Continuous Infusion Terlipressin for Patients With Cirrhosis and Refractory Ascites

June 22, 2021 updated by: BioVie Inc.

Safety and Efficacy of Low-dose Terlipressin Delivered by Continuous Intravenous Infusion in Patients With Cirrhosis and Ascites Refractory to, or Intolerant of, Diuretic Therapy, Requiring Large Volume Paracentesis

Low-dose continuous infusion of terlipressin will be administered to six cirrhotic patients with refractory ascites.

Study Overview

Status

Completed

Detailed Description

Terlipressin continuous infusion will be adminstered via an ambulatory pump initially for 7 days in a clinical pharmacology unit. Serial blood draws for pharmacokinetic analysis will be performed to determine steady state concentration of both terlipressin and 8-lysine-vasopressin during infusion. After establishing safety and tolerance of infusion for 7 days, patients will be transitioned to an outpatient setting where they will be treated with terlipressin continuous infusion for an additional 21 days, monitored daily by home care nurses.

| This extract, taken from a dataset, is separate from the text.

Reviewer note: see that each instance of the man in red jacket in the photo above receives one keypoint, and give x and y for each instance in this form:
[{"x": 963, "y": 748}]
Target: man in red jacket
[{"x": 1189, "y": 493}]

A total of 6 patients will be treated. Monitoring will include successful management of ascites, with reduction in paracentesis procedures and decreased ascites fluid volume, further supported by improvement in renal function.

Study Type

Interventional

Enrollment (Actual)

6

Phase

  • Phase 2

Contacts and Locations

This section provides the contact details for those conducting the study, and information on where this study is being conducted.

Study Locations

    • Virginia
      • Richmond, Virginia, United States, 23239
        • Hunter Holmes McGuire VA Medical Center

Participation Criteria

Researchers look for people who fit a certain description, called eligibility criteria. Some examples of these criteria are a person's general health condition or prior treatments.

Eligibility Criteria

Ages Eligible for Study

18 years to 65 years (Adult, Older Adult)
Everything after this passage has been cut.